I am two.  I have an earache.   Mother's way of handling a whining toddler is to turn them over to Dad. Now, the pain of the earache is minimal compared to the  humiliation of disappointing my father.  I feel so ashamed to let him down.  Something is very wrong with me!  I hold my lips together tightly, desperate to stop these awful  sounds.  I swallow the tears until my stomach feels sick.  The little noises inside my throat bring another loud whack.  I push the sound further down with all my might until my body becomes rigid.  I dare  not let the air out of my lungs.  I think if I hold my whole body tight enough, he will stop spanking me and telling me I'm bad.  Finally, the noise stops. 

I turn my head around to look at him, aching for that familiar hug I know is waiting for me and the reassurance of his kind voice.  I begin to relax, ready to fall into his loving arms when suddenly, out of nowhere, my body betrays me.  My head jerks with a whimper.  Whack! "You're still rebelling!" I am horrified, humiliated, and exhausted.  I can’t look him in the eye for the shame I feel.   I just want to run away and hide my face.  His strong arm is holding me tightly.  I have no choice but to hold my shame in silence.  The thoughts in my head are all I have left, leaving a huge void in my heart for self love. I am numb. I made a decision, as a two year old, to do whatever would please my parents and anyone else I saw as an authority figure. 

.     .     .     .

Spankings were very acceptable ways to discipline children in those days.  It was Dad's way of supporting Mother in never having to spank us.  All she had to do was give us “the look”.  We knew to respect and obey her.   I  logically, in my head, explained “the spanking” as his way of teaching me to be obedient.  If it worked on me, surely it would work on my children.

It’s astounding the many decisions we make as tiny children when something happens to us that we are not capable of understanding.  Logically, as an adult, I had no clue that this one incident would be the source of so many unconscious behaviors and reactions I would automatically turn to, in response to any other incident or dialogue that looked or felt remotely like “the spanking”.   I held unconscious beliefs about myself and my body, and held my body in disdain, as defective, believing that there was always something wrong with me, or that I did something wrong and God was punishing me.  That no matter how hard I tried to do something right, my body would betray me, or that I couldn’t quite pull it off.   It would manifest itself physically, emotionally, and spiritually until I became conscious enough to let it go.  These subconscious beliefs about myself became the source of many painful experiences based on some of my established beliefs built in shame.  

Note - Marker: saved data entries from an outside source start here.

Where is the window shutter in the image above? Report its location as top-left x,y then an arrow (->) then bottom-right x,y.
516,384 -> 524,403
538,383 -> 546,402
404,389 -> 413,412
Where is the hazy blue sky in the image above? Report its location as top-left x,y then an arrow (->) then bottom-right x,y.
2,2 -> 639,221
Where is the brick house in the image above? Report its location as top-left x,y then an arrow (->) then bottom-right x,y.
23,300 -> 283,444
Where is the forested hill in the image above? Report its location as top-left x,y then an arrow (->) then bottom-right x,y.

These beliefs became a persona (mask), something to hide behind to keep me safe.  A more familiar term is personality.  The question that was always hyper vigilant in my mind was, "What is expected of me to be safe, loved, and acceptable? "  If I didn't have the answer or perform the required task, I felt worthless, unworthy, rejected, ashamed, and humiliated.  
1952 two years old
  • I had an intense need to know the rules, what was expected of me, or to have the answers.  It showed up in a know-it-all, self righteous, perfectionist addiction and an obsession and rigidity to know and keep the rules.
  • Intense preparation in the form of researching and collecting information became my safety, my assurance that I was right, and I could prove it.  
  • I was constantly trying to "fix" my body so it would stop hurting, or so I could have babies like other women. This showed up in a constant vigilance of the food I ate with a rigid discipline of eating healthy, which turned into a pattern of dieting, fasting, and bingeing.  
  • I was driven to learn everything I could about obstetrics and several healing modalities including and finally, emotional healing, to try to make sense of whatever trauma I experienced.
How many times do we force our children to comply with our demands with little or no understanding of the effect it has on their psyche.  How can we approach our children with the same degree of respect we would ask for ourselves?  Where do we play this out as adults?  Are we capable of asking for respect from those we are in relationship with?  

The good news is that my response to these beliefs eventually developed into the pearls that bring me so much strength, courage, commitment, and Joy in my new awareness.

The solution does not come from the outside, it comes from within.

1 comment:

  1. Wow Aunt Linda this was good. This gave me a lot to think about as I contemplate being a parent myself. I love you!